Tribune de Samson Yemane parue dans l’édition du 24heure du 12 janvier 2022
Samson Yemane remet en question la participation suisse à l’Agence européenne de gardes-frontières.
L’Agence européenne de gardes-frontières et de garde-côtes Frontex est aujourd’hui le garant sécuritaire censé protéger l’espace de liberté et de justice de l’Europe face à la migration irrégulière. Or, c’est tout le contraire qui se produit, puisque derrière cette logique de sécurisation, le principe de non-refoulement codifié par le droit international est transgressé par l’Union européenne, avec la participation de la Suisse.

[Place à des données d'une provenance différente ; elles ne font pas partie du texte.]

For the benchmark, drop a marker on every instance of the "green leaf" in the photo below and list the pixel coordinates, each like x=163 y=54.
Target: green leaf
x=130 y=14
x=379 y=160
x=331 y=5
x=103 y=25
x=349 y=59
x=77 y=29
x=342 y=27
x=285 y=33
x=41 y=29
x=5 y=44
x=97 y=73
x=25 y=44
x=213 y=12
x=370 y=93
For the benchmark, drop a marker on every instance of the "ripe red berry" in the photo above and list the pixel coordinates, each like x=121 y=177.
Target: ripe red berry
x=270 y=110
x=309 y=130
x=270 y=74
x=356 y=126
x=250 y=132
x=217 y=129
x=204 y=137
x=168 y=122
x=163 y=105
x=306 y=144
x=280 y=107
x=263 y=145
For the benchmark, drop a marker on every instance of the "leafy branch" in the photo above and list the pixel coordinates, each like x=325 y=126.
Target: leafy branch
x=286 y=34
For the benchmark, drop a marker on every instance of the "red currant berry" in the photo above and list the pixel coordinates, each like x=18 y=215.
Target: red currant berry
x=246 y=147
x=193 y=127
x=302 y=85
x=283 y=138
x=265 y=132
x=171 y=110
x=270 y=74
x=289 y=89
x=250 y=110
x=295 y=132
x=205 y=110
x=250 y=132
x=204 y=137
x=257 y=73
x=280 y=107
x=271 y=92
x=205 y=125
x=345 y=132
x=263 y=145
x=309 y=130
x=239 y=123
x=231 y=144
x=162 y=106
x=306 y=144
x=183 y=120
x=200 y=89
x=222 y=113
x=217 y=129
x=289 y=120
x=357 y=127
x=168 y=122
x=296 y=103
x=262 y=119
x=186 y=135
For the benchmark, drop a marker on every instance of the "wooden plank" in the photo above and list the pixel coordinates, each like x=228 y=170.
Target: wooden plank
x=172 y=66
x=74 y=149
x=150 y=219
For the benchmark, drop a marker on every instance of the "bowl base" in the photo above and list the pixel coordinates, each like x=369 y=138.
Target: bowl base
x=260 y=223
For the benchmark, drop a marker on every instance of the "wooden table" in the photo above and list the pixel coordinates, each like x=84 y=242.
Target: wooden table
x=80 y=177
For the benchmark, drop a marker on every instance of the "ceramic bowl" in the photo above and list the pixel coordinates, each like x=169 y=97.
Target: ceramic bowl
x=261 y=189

La Convention de Genève de 1951 relative aux statuts des réfugiés, signée par la Suisse (et plusieurs États européens), garantit juridiquement à une personne réfugiée de demander l’asile à un pays tiers. Si, dans son discours, Frontex paraît conforme aux droits fondamentaux, la réalité nous informe qu’il n’en est rien. L’agence européenne n’hésite en effet pas à mener certaines opérations telles que les push-backs, pour empêcher des exilés d’atteindre un territoire européen et d’entamer une procédure d’asile.
Cette politique anti-migration, qui déroge au droit international, met en péril non seulement nos institutions démocratiques, mais surtout la vie des réfugiés discriminés et abandonnés. Face à ce constat, il est plus que jamais crucial de remettre en question l’utilité de cette agence, et notamment, la pertinence de la participation de la Suisse à un organisme qui tolère la violence aux frontières.
Le Conseil fédéral et les Chambres fédérales ont accepté d’augmenter de 37 millions la contribution annuelle de la Suisse à Frontex, qui s’élèvera à 61 millions. De surcroît, plus de soixante gardes-frontières suisses devraient être mobilisés pour intensifier la gestion des contrôles. Pourtant, la Suisse n’exerce aucune influence significative dans les directives de Frontex. En résumé, en tant que membre associé aux accords de Schengen de l’UE, la Suisse accepte les délibérations du Conseil européen.
Quelle solution contre cette sécurisation? D’après moi, il importe que la Suisse prenne ses responsabilités et soit l’actrice d’un changement de paradigme quant à cette politique inhumaine et irrationnelle. En effet, nous devrons nous rappeler nos valeurs humanistes.
Des efforts à accomplir
À l’heure où Frontex intensifie sa logique de militarisation, le Conseil fédéral devrait mettre l’accent sur l’importance de la Convention de Genève et défendre l’obligation de traiter les demandes d’asile dignement. Notre pays peut mettre plus d’effort dans trois axes suivants: réintroduire les demandes d’asile auprès des ambassades suisses; augmenter les contingents de réinstallation de l’ONU; et octroyer facilement les visas humanitaires qui sont à ce jour très peu délivrés.
En attendant, il faut encourager le référendum «No Frontex» lancé le 21 octobre 2021 par des organisations de défense des migrants et soutenu par le Parti socialiste et les Verts. Cel dernier exige – entre autres – d’annuler le financement à l’Agence Frontex.